Released: Jun 6, 1997
WASHINGTON Any proposed legislation that separates basic training by gender would be a major step backward, countering 50 years of social progress in the Air Force, the commander of Air Education And Training Command told a Senate panel June 5.
"The dichotomy of separate but equal simply does not work," Gen. Lloyd W. "Fig" Newton told members of the Senate Armed Services Subcommittee on Personnel. "Ultimately, we must form a single Air Force team composed of both men and women. And the best way to accomplish this is to start on day one."
Newton's comments came during a session on "gender-integrated military training." He told lawmakers that since the Air Force began integrated enlisted training in 1976, more than 2.1 million male and female enlisted recruits have trained side by side in basic and follow-on technical training.
"Members of those initial graduating classes now constitute our senior enlisted grades, and today they are performing exceptionally well," Newton said.
"The single most important element in our basic training process is the military training instructor," Newton said. "We mint our MTIs very carefully. The MTIs live the standards we expect our young recruits to meet."
Newton said that there are some who would like to see the military change "a system that has withstood the test of time."
At issue is the problem of sexual harassment, and although the problem exists in American society, the Air Force has been successful in creating a training environment and service culture that effectively address the issue, Newton said.
Recruits learn from the start Air Force's "zero tolerance" policy on sexual harassment and receive several briefings on related Air Force policies -- including discrimination -- and are made aware of all avenues available to file complaints, according to Newton.

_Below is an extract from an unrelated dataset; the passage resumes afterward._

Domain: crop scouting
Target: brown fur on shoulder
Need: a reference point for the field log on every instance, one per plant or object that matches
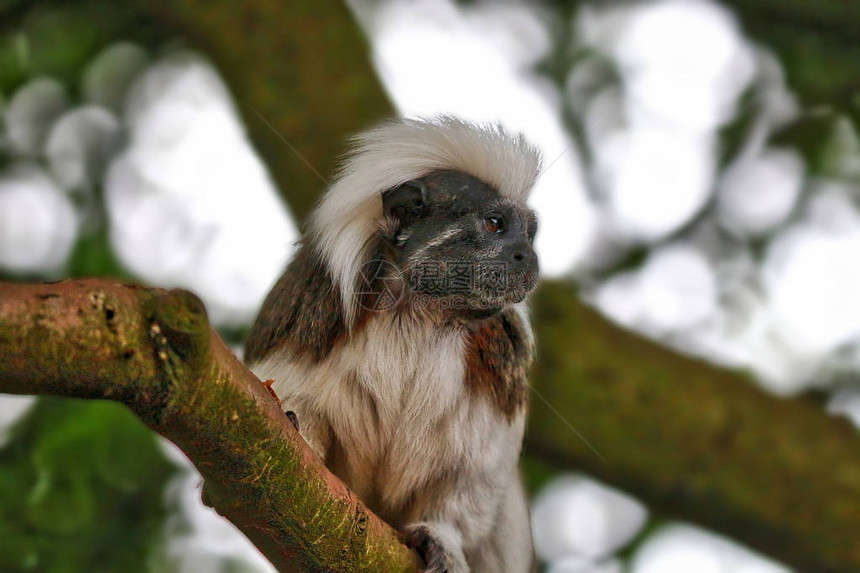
(302, 315)
(498, 356)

He pointed out that in the past four years, there have been just four confirmed incidents of sexual harassment leveled against MTIs at Lackland Air Force, Texas. All four MTIs were "removed from duty and punished appropriately," he said.
"I assure you these isolated breaches of faith are the exception, and they do not paint a true picture of our professional MTI corps," he said.
Before considering any changes to gender integrated training, Newton encouraged lawmakers to visit Lackland Air Force Base to see the operation and talk directly to recruits and MTIs.
He guaranteed they would be pleased with the results of such a visit.